On Wed, 29 Dec 2021, at 3:24 AM, 03.fascia.basic via Info wrote:
However, when I then run make I get an error about detect_handledata_r being undefined. This looks like a chardet issue, so I'm now trying to build all the cyruslibs as I'm assuming that'll be more up to date that what libchardet-dev installed.

You don't necessarily need all the things cyruslibs provides, but just installing them all is a sensible starting point.  I don't install all of them myself, though I can't remember why, nor how I chose which.  You can always jettison the ones you don't need later, once you better understand your needs.

Does that sound reasonable? It looks like there are some other issues with compiling some of the cyruslibs, so I wanted to check before I start playing whack-a-mole with dependencies etc. 

Which ones are giving you problems?

Assuming I manage to get things compiled, is there a nice way to move the binaries etc to a separate server?

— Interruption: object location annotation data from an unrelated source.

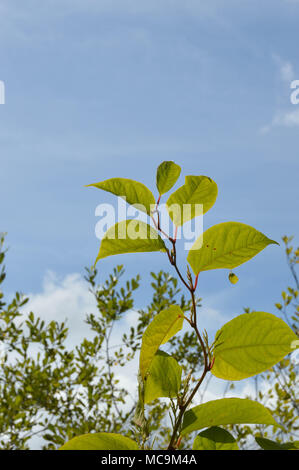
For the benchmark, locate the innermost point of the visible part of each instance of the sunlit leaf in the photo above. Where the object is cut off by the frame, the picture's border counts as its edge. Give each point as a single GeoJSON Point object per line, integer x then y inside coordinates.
{"type": "Point", "coordinates": [185, 203]}
{"type": "Point", "coordinates": [233, 278]}
{"type": "Point", "coordinates": [130, 236]}
{"type": "Point", "coordinates": [133, 192]}
{"type": "Point", "coordinates": [226, 245]}
{"type": "Point", "coordinates": [249, 344]}
{"type": "Point", "coordinates": [226, 411]}
{"type": "Point", "coordinates": [167, 175]}
{"type": "Point", "coordinates": [164, 325]}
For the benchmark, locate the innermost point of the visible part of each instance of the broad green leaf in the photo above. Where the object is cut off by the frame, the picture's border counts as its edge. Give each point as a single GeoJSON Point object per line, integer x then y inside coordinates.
{"type": "Point", "coordinates": [226, 245]}
{"type": "Point", "coordinates": [100, 441]}
{"type": "Point", "coordinates": [134, 193]}
{"type": "Point", "coordinates": [167, 175]}
{"type": "Point", "coordinates": [215, 438]}
{"type": "Point", "coordinates": [165, 325]}
{"type": "Point", "coordinates": [163, 378]}
{"type": "Point", "coordinates": [130, 236]}
{"type": "Point", "coordinates": [233, 278]}
{"type": "Point", "coordinates": [226, 411]}
{"type": "Point", "coordinates": [267, 444]}
{"type": "Point", "coordinates": [184, 203]}
{"type": "Point", "coordinates": [249, 344]}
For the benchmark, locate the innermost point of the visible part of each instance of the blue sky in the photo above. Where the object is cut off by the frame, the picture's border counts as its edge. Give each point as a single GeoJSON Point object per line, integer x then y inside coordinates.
{"type": "Point", "coordinates": [97, 89]}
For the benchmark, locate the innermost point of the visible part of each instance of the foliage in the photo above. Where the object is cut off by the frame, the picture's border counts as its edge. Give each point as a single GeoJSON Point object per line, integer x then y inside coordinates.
{"type": "Point", "coordinates": [72, 398]}
{"type": "Point", "coordinates": [53, 392]}
{"type": "Point", "coordinates": [244, 347]}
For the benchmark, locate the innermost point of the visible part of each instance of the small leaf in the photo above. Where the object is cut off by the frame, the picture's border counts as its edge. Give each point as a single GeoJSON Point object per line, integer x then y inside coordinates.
{"type": "Point", "coordinates": [100, 441]}
{"type": "Point", "coordinates": [250, 344]}
{"type": "Point", "coordinates": [267, 444]}
{"type": "Point", "coordinates": [184, 203]}
{"type": "Point", "coordinates": [163, 378]}
{"type": "Point", "coordinates": [233, 278]}
{"type": "Point", "coordinates": [215, 438]}
{"type": "Point", "coordinates": [130, 236]}
{"type": "Point", "coordinates": [226, 245]}
{"type": "Point", "coordinates": [226, 411]}
{"type": "Point", "coordinates": [134, 193]}
{"type": "Point", "coordinates": [165, 325]}
{"type": "Point", "coordinates": [167, 175]}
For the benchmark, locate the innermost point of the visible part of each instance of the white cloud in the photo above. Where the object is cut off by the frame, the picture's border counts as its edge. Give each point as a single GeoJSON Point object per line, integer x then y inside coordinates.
{"type": "Point", "coordinates": [286, 69]}
{"type": "Point", "coordinates": [283, 117]}
{"type": "Point", "coordinates": [61, 299]}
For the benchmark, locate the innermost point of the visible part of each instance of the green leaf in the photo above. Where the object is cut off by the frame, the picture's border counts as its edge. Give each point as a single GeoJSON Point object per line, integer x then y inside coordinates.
{"type": "Point", "coordinates": [226, 411]}
{"type": "Point", "coordinates": [215, 438]}
{"type": "Point", "coordinates": [267, 444]}
{"type": "Point", "coordinates": [163, 378]}
{"type": "Point", "coordinates": [163, 327]}
{"type": "Point", "coordinates": [130, 236]}
{"type": "Point", "coordinates": [233, 278]}
{"type": "Point", "coordinates": [134, 193]}
{"type": "Point", "coordinates": [100, 441]}
{"type": "Point", "coordinates": [182, 205]}
{"type": "Point", "coordinates": [249, 344]}
{"type": "Point", "coordinates": [167, 175]}
{"type": "Point", "coordinates": [226, 245]}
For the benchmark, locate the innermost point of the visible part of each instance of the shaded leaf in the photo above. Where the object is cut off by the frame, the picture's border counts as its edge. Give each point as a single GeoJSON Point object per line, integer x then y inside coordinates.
{"type": "Point", "coordinates": [163, 378]}
{"type": "Point", "coordinates": [165, 325]}
{"type": "Point", "coordinates": [267, 444]}
{"type": "Point", "coordinates": [100, 441]}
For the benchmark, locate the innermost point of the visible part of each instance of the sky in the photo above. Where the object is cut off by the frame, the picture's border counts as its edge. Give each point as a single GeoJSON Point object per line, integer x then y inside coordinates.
{"type": "Point", "coordinates": [96, 89]}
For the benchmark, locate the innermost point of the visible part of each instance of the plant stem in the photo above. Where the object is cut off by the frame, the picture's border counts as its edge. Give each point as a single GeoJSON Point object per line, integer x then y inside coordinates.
{"type": "Point", "coordinates": [193, 323]}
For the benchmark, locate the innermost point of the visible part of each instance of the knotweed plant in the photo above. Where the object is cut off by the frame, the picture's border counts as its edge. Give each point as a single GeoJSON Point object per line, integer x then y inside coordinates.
{"type": "Point", "coordinates": [247, 345]}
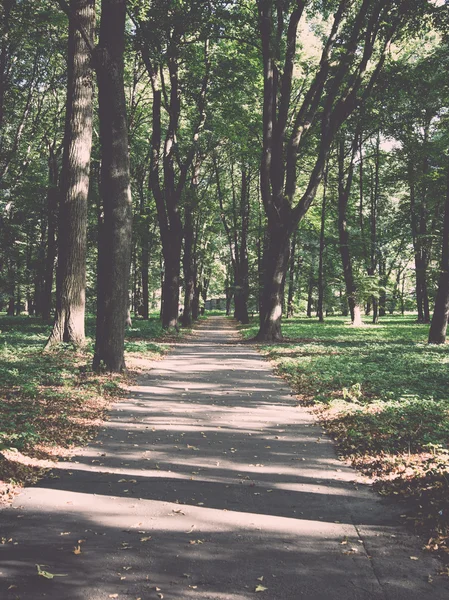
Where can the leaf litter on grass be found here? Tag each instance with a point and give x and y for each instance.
(382, 393)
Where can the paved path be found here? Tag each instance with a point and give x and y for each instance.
(206, 483)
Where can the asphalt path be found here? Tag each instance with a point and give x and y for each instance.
(210, 482)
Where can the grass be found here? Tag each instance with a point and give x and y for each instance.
(383, 394)
(52, 402)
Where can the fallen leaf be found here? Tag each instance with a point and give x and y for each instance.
(47, 574)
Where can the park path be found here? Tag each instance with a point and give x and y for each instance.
(209, 482)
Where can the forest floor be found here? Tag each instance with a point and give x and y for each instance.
(383, 395)
(53, 402)
(210, 482)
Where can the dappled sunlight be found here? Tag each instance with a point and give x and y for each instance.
(206, 482)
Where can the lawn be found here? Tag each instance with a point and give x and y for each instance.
(52, 402)
(383, 394)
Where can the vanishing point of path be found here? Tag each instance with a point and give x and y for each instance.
(209, 482)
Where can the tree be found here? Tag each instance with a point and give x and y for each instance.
(360, 33)
(116, 236)
(71, 273)
(437, 333)
(164, 42)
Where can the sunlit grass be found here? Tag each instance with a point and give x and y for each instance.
(53, 401)
(383, 394)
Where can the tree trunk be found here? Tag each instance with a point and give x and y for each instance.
(170, 292)
(310, 287)
(71, 274)
(115, 188)
(291, 276)
(52, 220)
(241, 275)
(275, 264)
(438, 327)
(320, 313)
(343, 233)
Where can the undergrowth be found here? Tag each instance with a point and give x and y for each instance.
(383, 394)
(52, 402)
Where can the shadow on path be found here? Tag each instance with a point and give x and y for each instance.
(207, 482)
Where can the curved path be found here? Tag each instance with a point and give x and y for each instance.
(209, 482)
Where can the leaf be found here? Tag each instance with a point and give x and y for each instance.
(47, 574)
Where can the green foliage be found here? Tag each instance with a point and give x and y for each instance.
(387, 387)
(43, 395)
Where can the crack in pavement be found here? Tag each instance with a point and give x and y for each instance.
(207, 482)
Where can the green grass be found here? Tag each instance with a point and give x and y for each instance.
(383, 394)
(53, 401)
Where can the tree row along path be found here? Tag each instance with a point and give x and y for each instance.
(209, 482)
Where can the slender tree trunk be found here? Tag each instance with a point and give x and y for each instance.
(343, 197)
(71, 274)
(320, 313)
(144, 269)
(188, 268)
(291, 276)
(52, 220)
(241, 275)
(189, 244)
(115, 188)
(275, 264)
(310, 287)
(438, 327)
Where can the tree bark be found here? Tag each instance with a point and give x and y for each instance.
(333, 94)
(320, 313)
(275, 263)
(438, 327)
(52, 220)
(291, 276)
(115, 189)
(343, 233)
(71, 271)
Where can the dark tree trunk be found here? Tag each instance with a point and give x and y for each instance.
(275, 264)
(115, 188)
(343, 233)
(310, 286)
(438, 327)
(189, 266)
(383, 278)
(170, 293)
(320, 313)
(241, 272)
(52, 220)
(419, 229)
(144, 269)
(71, 274)
(291, 276)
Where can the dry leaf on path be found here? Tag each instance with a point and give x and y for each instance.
(47, 574)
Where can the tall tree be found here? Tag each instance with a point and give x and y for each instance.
(359, 35)
(116, 238)
(71, 272)
(438, 327)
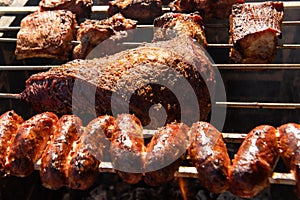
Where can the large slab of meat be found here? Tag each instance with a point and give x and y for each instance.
(173, 76)
(254, 32)
(46, 35)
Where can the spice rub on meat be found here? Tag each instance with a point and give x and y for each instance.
(46, 34)
(254, 31)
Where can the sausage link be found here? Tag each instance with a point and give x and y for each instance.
(165, 153)
(254, 162)
(9, 124)
(209, 155)
(97, 136)
(127, 148)
(30, 141)
(54, 161)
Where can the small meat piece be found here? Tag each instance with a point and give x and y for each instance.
(46, 35)
(127, 148)
(141, 10)
(209, 8)
(254, 31)
(30, 141)
(81, 8)
(97, 136)
(9, 125)
(83, 167)
(165, 153)
(189, 24)
(209, 155)
(253, 164)
(93, 32)
(54, 164)
(103, 84)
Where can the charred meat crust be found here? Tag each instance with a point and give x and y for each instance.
(165, 153)
(52, 39)
(254, 32)
(254, 162)
(209, 155)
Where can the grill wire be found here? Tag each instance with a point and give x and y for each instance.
(286, 65)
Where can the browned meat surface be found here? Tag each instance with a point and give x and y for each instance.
(209, 8)
(253, 164)
(127, 148)
(81, 8)
(209, 155)
(189, 24)
(97, 136)
(165, 153)
(46, 35)
(142, 10)
(93, 32)
(140, 72)
(9, 124)
(83, 167)
(254, 32)
(30, 141)
(54, 163)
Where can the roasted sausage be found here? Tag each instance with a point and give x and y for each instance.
(253, 164)
(165, 153)
(97, 136)
(54, 162)
(30, 141)
(127, 148)
(209, 155)
(83, 167)
(9, 124)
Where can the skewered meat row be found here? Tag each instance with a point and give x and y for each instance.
(134, 79)
(254, 31)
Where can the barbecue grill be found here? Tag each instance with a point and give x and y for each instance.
(256, 94)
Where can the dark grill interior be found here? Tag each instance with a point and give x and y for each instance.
(278, 85)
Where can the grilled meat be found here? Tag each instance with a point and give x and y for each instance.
(127, 148)
(254, 32)
(46, 35)
(253, 164)
(81, 8)
(30, 141)
(83, 167)
(165, 153)
(54, 163)
(209, 155)
(142, 10)
(97, 136)
(190, 24)
(93, 32)
(9, 124)
(150, 74)
(209, 8)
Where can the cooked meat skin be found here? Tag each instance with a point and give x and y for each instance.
(83, 167)
(54, 163)
(131, 72)
(127, 148)
(93, 32)
(165, 153)
(254, 32)
(81, 8)
(253, 164)
(9, 124)
(97, 136)
(209, 155)
(209, 8)
(46, 35)
(30, 141)
(190, 24)
(142, 10)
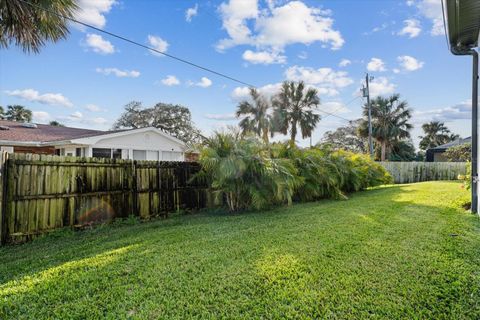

I'd prefer to have a way to build on one server and install on another. (Ideally I'd like to create a deb file but I feel that might be a stretch.)

Cyrus is sensitive to architecture, OS version, library versions, etc.  I would not expect to just be able to copy the binaries around between servers, unless those servers were the same hardware, same OS version, had the same versions of the same 3rd-party libraries installed, etc.

Also, I do not believe it's possible to cross-compile Cyrus -- I mean, I've never tried, but if you told me "it breaks when I...", this is one of the things where my response would be "then don't do that".  It doesn't sound like you're planning on cross-compiling, but I thought I'd mention anyway. :)

In my mind, the only sane and safe options here are:

* make a deb package, and let dpkg/apt protect you from installing a build onto a system its not compatible with; or
* just build it on the server you intend to run it on

If I was starting out, I would build it fresh on each server it'll be running on, probably with some naive wrapper script so I don't have to remember/type the same configure arguments over and over, etc.  I would think about moving to packages later, once I really understood exactly what I wanted them to do for me.

Please note that I'm a developer, not sysadmin or ops, so maybe someone with relevant experience can chime in to fill in the gaps?